Manatt’s new AI Health Policy Tracker arrived with the kind of modest launch that only later reveals its weight, somewhere between the cacophony of the White House’s December executive order and the quiet panic of in-house counsels watching state legislatures move faster than their compliance calendars. Technically, it’s a database. a tool for regulation. However, after spending some time with it and navigating the intricate network of bills, vetoes, executive orders, and agency signals it brings together, it seems as though something more significant has suddenly come into focus.
It’s difficult to ignore the timing. In the first few months of 2026 alone, 43 states have introduced over 240 AI-related bills, nearly matching the total from 2025. The fact that only Wyoming and North Dakota have remained on the sidelines is noteworthy in and of itself, akin to the two children at recess feigning ignorance of the game. Everyone is suddenly attempting to map an environment that won’t stay still long enough to be mapped, including hospital systems, telehealth startups, payors, pharmacy benefit managers, and even the tiny clinical decision-support vendors that no one outside the industry has heard of.
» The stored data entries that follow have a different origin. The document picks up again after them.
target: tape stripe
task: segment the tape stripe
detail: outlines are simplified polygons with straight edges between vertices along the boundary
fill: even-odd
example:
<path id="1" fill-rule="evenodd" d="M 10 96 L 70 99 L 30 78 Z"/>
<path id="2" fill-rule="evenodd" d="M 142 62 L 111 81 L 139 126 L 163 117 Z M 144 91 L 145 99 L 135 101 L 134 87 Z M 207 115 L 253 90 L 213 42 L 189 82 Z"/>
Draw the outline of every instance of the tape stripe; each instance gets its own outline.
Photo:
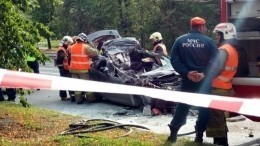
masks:
<path id="1" fill-rule="evenodd" d="M 238 112 L 242 107 L 243 102 L 234 102 L 234 101 L 221 101 L 221 100 L 212 100 L 209 104 L 209 107 L 225 110 L 225 111 L 233 111 Z"/>
<path id="2" fill-rule="evenodd" d="M 51 89 L 51 80 L 40 79 L 34 76 L 27 77 L 7 71 L 3 76 L 1 86 L 25 89 Z"/>
<path id="3" fill-rule="evenodd" d="M 260 100 L 259 99 L 246 99 L 243 106 L 239 110 L 239 113 L 245 113 L 245 115 L 252 115 L 260 117 Z"/>
<path id="4" fill-rule="evenodd" d="M 166 101 L 181 102 L 193 106 L 209 107 L 260 117 L 260 99 L 186 93 L 0 69 L 1 76 L 3 76 L 1 86 L 6 87 L 144 95 Z"/>
<path id="5" fill-rule="evenodd" d="M 260 78 L 234 78 L 233 85 L 260 86 Z"/>
<path id="6" fill-rule="evenodd" d="M 3 77 L 5 75 L 6 70 L 0 69 L 0 84 L 2 84 Z"/>

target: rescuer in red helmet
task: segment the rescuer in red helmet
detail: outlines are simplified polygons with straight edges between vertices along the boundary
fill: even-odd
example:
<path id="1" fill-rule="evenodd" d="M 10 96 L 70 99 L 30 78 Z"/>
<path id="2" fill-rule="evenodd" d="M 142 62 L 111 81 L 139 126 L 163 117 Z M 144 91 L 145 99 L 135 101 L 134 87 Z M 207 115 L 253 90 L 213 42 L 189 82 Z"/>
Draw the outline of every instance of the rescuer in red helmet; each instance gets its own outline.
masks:
<path id="1" fill-rule="evenodd" d="M 68 47 L 73 43 L 73 40 L 70 36 L 64 36 L 59 44 L 56 53 L 55 64 L 59 69 L 61 77 L 71 77 L 69 72 L 69 55 L 68 55 Z M 60 90 L 60 98 L 61 100 L 67 100 L 67 91 Z M 69 91 L 70 100 L 75 101 L 75 95 L 73 91 Z"/>

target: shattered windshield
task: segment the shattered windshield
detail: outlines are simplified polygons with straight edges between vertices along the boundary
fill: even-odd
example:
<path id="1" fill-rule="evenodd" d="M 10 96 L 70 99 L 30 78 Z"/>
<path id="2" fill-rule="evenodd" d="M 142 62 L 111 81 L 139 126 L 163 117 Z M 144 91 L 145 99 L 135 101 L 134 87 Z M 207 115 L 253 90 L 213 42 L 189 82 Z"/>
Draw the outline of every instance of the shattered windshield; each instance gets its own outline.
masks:
<path id="1" fill-rule="evenodd" d="M 139 42 L 133 37 L 118 38 L 105 42 L 102 46 L 109 55 L 130 53 L 137 49 Z"/>

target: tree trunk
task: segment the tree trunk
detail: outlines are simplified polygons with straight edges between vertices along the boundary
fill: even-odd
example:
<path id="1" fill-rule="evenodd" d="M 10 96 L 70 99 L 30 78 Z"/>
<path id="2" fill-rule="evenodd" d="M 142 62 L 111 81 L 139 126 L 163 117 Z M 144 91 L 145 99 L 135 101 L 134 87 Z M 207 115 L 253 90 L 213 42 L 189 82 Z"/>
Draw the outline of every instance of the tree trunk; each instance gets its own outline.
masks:
<path id="1" fill-rule="evenodd" d="M 47 43 L 48 43 L 48 49 L 51 49 L 51 39 L 50 39 L 50 37 L 47 38 Z"/>
<path id="2" fill-rule="evenodd" d="M 122 8 L 122 0 L 118 0 L 118 11 L 119 11 L 119 29 L 121 31 L 124 30 L 124 16 L 123 16 L 123 8 Z"/>
<path id="3" fill-rule="evenodd" d="M 124 2 L 124 5 L 123 5 Z M 118 11 L 119 11 L 119 29 L 122 31 L 123 36 L 128 35 L 128 29 L 130 28 L 129 21 L 127 20 L 126 14 L 124 14 L 124 8 L 126 9 L 130 5 L 130 1 L 118 0 Z"/>
<path id="4" fill-rule="evenodd" d="M 144 9 L 143 9 L 143 5 L 141 3 L 140 0 L 138 0 L 138 5 L 139 5 L 139 14 L 140 14 L 140 25 L 142 25 L 141 29 L 139 30 L 140 31 L 140 44 L 142 46 L 142 48 L 145 48 L 145 33 L 144 33 Z"/>

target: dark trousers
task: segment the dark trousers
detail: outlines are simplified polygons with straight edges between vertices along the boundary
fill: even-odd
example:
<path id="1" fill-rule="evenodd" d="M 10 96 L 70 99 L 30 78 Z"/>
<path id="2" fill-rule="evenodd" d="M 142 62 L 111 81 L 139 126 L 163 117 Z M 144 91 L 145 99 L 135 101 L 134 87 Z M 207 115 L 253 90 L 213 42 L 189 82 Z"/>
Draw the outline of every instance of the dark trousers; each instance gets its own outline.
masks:
<path id="1" fill-rule="evenodd" d="M 14 88 L 6 88 L 6 94 L 9 101 L 15 100 L 16 98 L 16 90 Z M 0 88 L 0 101 L 4 100 L 2 88 Z"/>
<path id="2" fill-rule="evenodd" d="M 27 65 L 33 70 L 34 73 L 40 73 L 38 61 L 27 61 Z"/>
<path id="3" fill-rule="evenodd" d="M 175 109 L 175 113 L 173 119 L 171 121 L 171 125 L 176 128 L 180 128 L 186 124 L 186 119 L 189 114 L 191 106 L 183 103 L 178 103 Z M 204 132 L 207 128 L 207 124 L 209 121 L 209 109 L 198 107 L 199 115 L 196 121 L 196 130 L 200 132 Z"/>
<path id="4" fill-rule="evenodd" d="M 233 89 L 213 88 L 213 95 L 233 96 Z M 227 137 L 228 127 L 224 111 L 210 109 L 210 119 L 207 127 L 207 137 L 223 138 Z"/>
<path id="5" fill-rule="evenodd" d="M 59 72 L 61 77 L 68 77 L 71 78 L 71 74 L 68 70 L 65 70 L 63 67 L 59 67 Z M 75 96 L 74 91 L 69 91 L 70 96 Z M 67 91 L 66 90 L 60 90 L 60 97 L 66 98 L 67 97 Z"/>
<path id="6" fill-rule="evenodd" d="M 181 90 L 183 92 L 208 94 L 211 91 L 211 81 L 202 81 L 194 83 L 188 79 L 182 80 Z M 192 98 L 192 97 L 187 97 Z M 186 124 L 187 115 L 191 106 L 183 103 L 178 103 L 171 121 L 174 128 L 180 128 Z M 196 121 L 196 130 L 204 132 L 207 128 L 210 112 L 208 108 L 198 107 L 199 115 Z"/>

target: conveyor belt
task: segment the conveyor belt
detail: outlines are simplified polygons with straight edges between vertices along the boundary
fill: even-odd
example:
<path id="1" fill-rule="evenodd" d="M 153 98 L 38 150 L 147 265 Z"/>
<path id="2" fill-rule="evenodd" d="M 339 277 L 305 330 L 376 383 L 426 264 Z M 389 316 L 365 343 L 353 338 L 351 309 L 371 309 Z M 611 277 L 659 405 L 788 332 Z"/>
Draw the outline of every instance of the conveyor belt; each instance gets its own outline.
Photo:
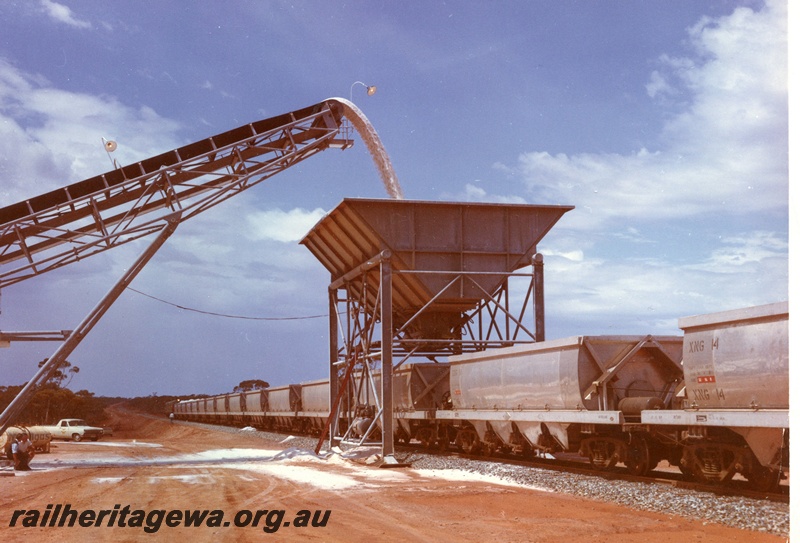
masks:
<path id="1" fill-rule="evenodd" d="M 228 130 L 227 132 L 222 132 L 216 136 L 211 136 L 210 138 L 196 141 L 166 153 L 147 158 L 140 162 L 135 162 L 122 168 L 111 170 L 104 174 L 90 177 L 89 179 L 78 181 L 66 187 L 0 208 L 0 224 L 6 225 L 28 215 L 74 202 L 76 199 L 102 193 L 104 190 L 124 184 L 127 181 L 136 180 L 147 174 L 158 172 L 161 168 L 170 168 L 182 162 L 213 154 L 215 151 L 235 145 L 239 142 L 252 139 L 259 135 L 270 134 L 278 128 L 295 125 L 298 120 L 317 117 L 324 106 L 327 106 L 327 104 L 323 102 L 291 113 L 284 113 L 277 117 L 270 117 L 269 119 L 249 123 Z M 339 113 L 338 118 L 341 118 L 341 113 Z M 317 126 L 313 129 L 309 129 L 307 135 L 309 138 L 324 136 L 329 133 L 330 128 L 331 127 L 328 126 Z M 338 129 L 338 125 L 334 128 Z M 275 143 L 273 143 L 272 147 L 275 147 Z M 264 149 L 264 152 L 268 152 L 269 150 Z M 210 160 L 209 165 L 213 167 L 214 161 Z M 208 169 L 212 171 L 213 168 Z"/>
<path id="2" fill-rule="evenodd" d="M 148 235 L 165 214 L 186 220 L 319 151 L 349 147 L 349 138 L 337 139 L 344 108 L 326 100 L 0 208 L 0 266 L 26 261 L 0 272 L 0 288 Z"/>

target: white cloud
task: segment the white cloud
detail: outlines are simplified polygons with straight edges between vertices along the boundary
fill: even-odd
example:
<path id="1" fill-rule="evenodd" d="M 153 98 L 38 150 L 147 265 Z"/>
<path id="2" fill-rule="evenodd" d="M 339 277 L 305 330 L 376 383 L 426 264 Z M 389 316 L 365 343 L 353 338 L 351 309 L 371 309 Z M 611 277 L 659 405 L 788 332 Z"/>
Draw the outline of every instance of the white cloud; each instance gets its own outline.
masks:
<path id="1" fill-rule="evenodd" d="M 319 313 L 325 269 L 296 241 L 322 210 L 260 211 L 245 193 L 181 223 L 137 279 L 137 288 L 181 305 L 228 314 L 295 317 Z M 147 242 L 109 253 L 121 275 Z M 132 245 L 137 245 L 132 244 Z"/>
<path id="2" fill-rule="evenodd" d="M 75 28 L 91 28 L 92 23 L 77 19 L 72 10 L 64 4 L 53 2 L 53 0 L 41 0 L 42 8 L 51 19 L 59 23 L 64 23 Z"/>
<path id="3" fill-rule="evenodd" d="M 480 181 L 476 181 L 476 183 L 480 183 Z M 446 200 L 454 200 L 457 202 L 493 202 L 493 203 L 500 203 L 500 204 L 525 204 L 525 198 L 521 196 L 514 196 L 514 195 L 499 195 L 499 194 L 490 194 L 486 191 L 483 187 L 479 187 L 474 183 L 467 183 L 464 187 L 464 190 L 456 193 L 450 194 L 445 193 L 442 195 L 443 199 Z"/>
<path id="4" fill-rule="evenodd" d="M 117 141 L 114 157 L 129 164 L 178 147 L 179 129 L 149 107 L 60 90 L 0 59 L 0 205 L 108 171 L 103 137 Z"/>
<path id="5" fill-rule="evenodd" d="M 542 249 L 540 252 L 546 257 L 559 256 L 573 262 L 583 261 L 583 251 L 580 249 L 575 251 L 555 251 L 553 249 Z"/>
<path id="6" fill-rule="evenodd" d="M 630 155 L 522 155 L 534 200 L 576 204 L 574 228 L 785 209 L 788 183 L 786 5 L 739 8 L 689 30 L 694 58 L 662 57 L 646 89 L 676 95 L 662 147 Z M 669 95 L 669 96 L 667 96 Z M 679 95 L 679 96 L 678 96 Z"/>
<path id="7" fill-rule="evenodd" d="M 0 59 L 0 138 L 7 150 L 0 159 L 0 206 L 109 170 L 103 137 L 117 141 L 114 158 L 129 164 L 185 143 L 176 135 L 180 129 L 179 123 L 150 107 L 133 108 L 115 97 L 57 89 Z M 324 299 L 324 288 L 320 298 L 309 292 L 308 284 L 324 284 L 326 272 L 293 242 L 325 212 L 262 211 L 255 202 L 247 193 L 182 223 L 135 286 L 211 311 L 267 316 L 319 312 L 314 305 Z M 59 282 L 80 276 L 81 284 L 91 279 L 105 285 L 121 276 L 147 243 L 140 240 L 53 272 L 44 290 L 59 292 L 51 299 L 66 300 L 66 292 L 74 287 L 62 288 Z M 93 296 L 99 294 L 89 297 Z"/>
<path id="8" fill-rule="evenodd" d="M 710 257 L 694 266 L 715 273 L 737 273 L 745 266 L 776 258 L 786 261 L 789 244 L 772 232 L 752 232 L 728 236 L 721 240 L 723 247 L 712 251 Z"/>
<path id="9" fill-rule="evenodd" d="M 543 250 L 549 328 L 558 336 L 676 333 L 678 317 L 786 299 L 785 240 L 758 232 L 722 243 L 690 263 Z"/>
<path id="10" fill-rule="evenodd" d="M 657 71 L 650 74 L 650 82 L 645 85 L 645 89 L 647 89 L 647 95 L 650 98 L 655 98 L 659 94 L 672 94 L 675 92 L 664 76 Z"/>
<path id="11" fill-rule="evenodd" d="M 659 59 L 660 148 L 520 157 L 533 201 L 576 206 L 540 248 L 548 337 L 677 333 L 681 316 L 786 299 L 786 19 L 781 2 L 703 18 L 694 56 Z M 741 218 L 765 226 L 731 231 Z"/>
<path id="12" fill-rule="evenodd" d="M 251 228 L 249 235 L 256 240 L 297 242 L 324 216 L 325 211 L 319 208 L 312 211 L 299 208 L 254 211 L 247 216 Z"/>

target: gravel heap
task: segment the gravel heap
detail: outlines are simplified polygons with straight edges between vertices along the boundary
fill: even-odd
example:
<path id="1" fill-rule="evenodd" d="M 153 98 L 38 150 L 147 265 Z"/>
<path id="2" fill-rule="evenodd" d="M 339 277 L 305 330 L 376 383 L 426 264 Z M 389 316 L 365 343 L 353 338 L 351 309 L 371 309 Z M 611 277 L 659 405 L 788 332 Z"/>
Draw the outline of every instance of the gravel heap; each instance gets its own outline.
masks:
<path id="1" fill-rule="evenodd" d="M 269 441 L 285 442 L 287 446 L 300 449 L 313 450 L 318 441 L 316 438 L 310 437 L 292 437 L 287 440 L 287 436 L 284 434 L 253 429 L 242 430 L 185 422 L 182 424 L 203 426 L 231 433 L 246 431 L 249 435 Z M 742 530 L 789 536 L 789 505 L 784 503 L 735 496 L 718 496 L 663 484 L 609 481 L 602 477 L 424 453 L 413 453 L 406 457 L 398 455 L 398 459 L 410 463 L 411 467 L 415 469 L 457 469 L 491 475 L 517 484 L 572 494 L 590 500 L 616 503 L 665 515 L 679 515 L 701 520 L 704 523 L 717 523 Z"/>

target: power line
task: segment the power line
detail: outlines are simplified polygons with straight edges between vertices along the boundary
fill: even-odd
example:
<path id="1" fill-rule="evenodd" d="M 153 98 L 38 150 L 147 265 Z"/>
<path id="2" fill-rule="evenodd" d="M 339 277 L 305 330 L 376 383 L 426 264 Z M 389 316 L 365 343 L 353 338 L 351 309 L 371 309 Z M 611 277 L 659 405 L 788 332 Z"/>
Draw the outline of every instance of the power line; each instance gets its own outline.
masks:
<path id="1" fill-rule="evenodd" d="M 141 294 L 151 300 L 156 300 L 157 302 L 161 302 L 162 304 L 171 305 L 172 307 L 177 307 L 178 309 L 183 309 L 184 311 L 192 311 L 194 313 L 201 313 L 203 315 L 211 315 L 212 317 L 224 317 L 226 319 L 244 319 L 250 321 L 299 321 L 299 320 L 306 320 L 306 319 L 320 319 L 322 317 L 327 317 L 328 315 L 309 315 L 306 317 L 245 317 L 242 315 L 227 315 L 225 313 L 215 313 L 214 311 L 203 311 L 202 309 L 195 309 L 193 307 L 186 307 L 183 305 L 178 305 L 172 302 L 168 302 L 167 300 L 162 300 L 161 298 L 157 298 L 155 296 L 151 296 L 141 290 L 136 290 L 135 288 L 128 287 L 128 290 L 132 290 L 137 294 Z"/>

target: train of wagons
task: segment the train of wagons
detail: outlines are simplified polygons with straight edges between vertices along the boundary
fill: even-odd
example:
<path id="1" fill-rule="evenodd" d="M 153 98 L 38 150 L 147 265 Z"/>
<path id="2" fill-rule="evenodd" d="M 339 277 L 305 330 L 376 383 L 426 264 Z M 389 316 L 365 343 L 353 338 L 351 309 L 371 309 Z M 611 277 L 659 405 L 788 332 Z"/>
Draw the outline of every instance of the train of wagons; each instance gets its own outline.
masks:
<path id="1" fill-rule="evenodd" d="M 788 303 L 678 326 L 682 336 L 579 336 L 400 366 L 394 437 L 471 454 L 579 453 L 596 469 L 622 463 L 635 474 L 666 460 L 702 482 L 740 474 L 775 488 L 788 472 Z M 172 412 L 319 434 L 329 404 L 325 379 L 183 400 Z M 375 431 L 367 420 L 351 421 L 350 435 Z"/>

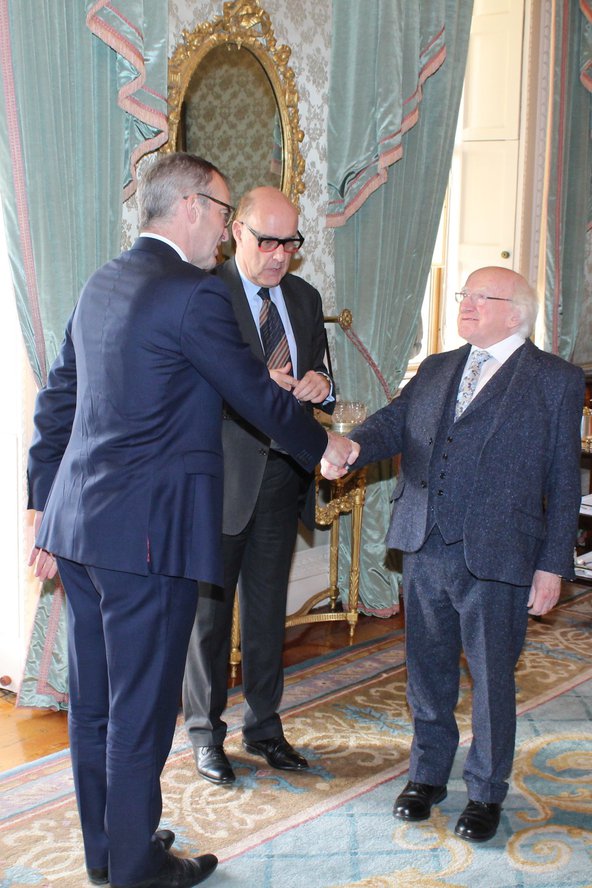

The tracker discreetly solves that issue. A Politico subscription, three browser tabs for state legislatures, one for CMS, one for the FDA’s changing software guidelines, and a colleague in Washington, D.C. who would text you when something broke were all necessary for anyone attempting to follow AI health policy up until this point. Manatt has successfully combined that disjointed workflow into a single resource that is arranged according to theme, jurisdiction, and regulatory life stage. That consolidation is more important than the law firm’s restrained press materials indicate for a sector that has relied on rumors and email forwards for the past two and a half years.

The tracker feels almost overdue because of its political component as well. Late last year, Executive Order 14365 was issued, directing Commerce to release an evaluation by March 11 and directing the DOJ to contest “onerous” state AI laws. By the time Manatt’s most recent newsletter was released, that list had not yet been created. According to reports, White House outreach has put direct pressure on state legislators. For example, Florida’s AI Bill of Rights was reportedly shelved by House Speaker Daniel Perez despite Senate passage and Governor DeSantis’s support, and Utah’s HB 286 collapsed after the sponsor received a letter claiming it went against the administration’s AI agenda. In early March, more than fifty Republican state legislators from 24 states retaliated, calling on the Trump administration to cease obstructing state initiatives. The tracker is the only resource that is currently cataloging this peculiar tug-of-war in real time.
Manatt’s tool is especially helpful because it captures the peculiar thematic overlap between states. Legislatures that otherwise have little in common politically are seeing bills that resemble Illinois HB 1806, California SB 243, and Texas HB 149. disclosures from chatbots. guardrails for mental health. supervision by clinicians. Payor downcoding limitations. Only when viewed collectively do the patterns become apparent, and the tracker is where they are initially found.
It’s possible that in five years, regulators themselves will silently rely on this kind of tool. In the field of health policy, strange things have occurred. As this develops, it’s difficult to ignore how frequently the most powerful resources in a field are created by the attorneys hired to interpret it rather than by the government. It’s possible that Manatt recently constructed the one for digital medicine.
It’s still unclear if the tracker will become essential or just helpful. For now, though, it’s the closest thing the industry has to a stable benchmark in a year already overrun by movement.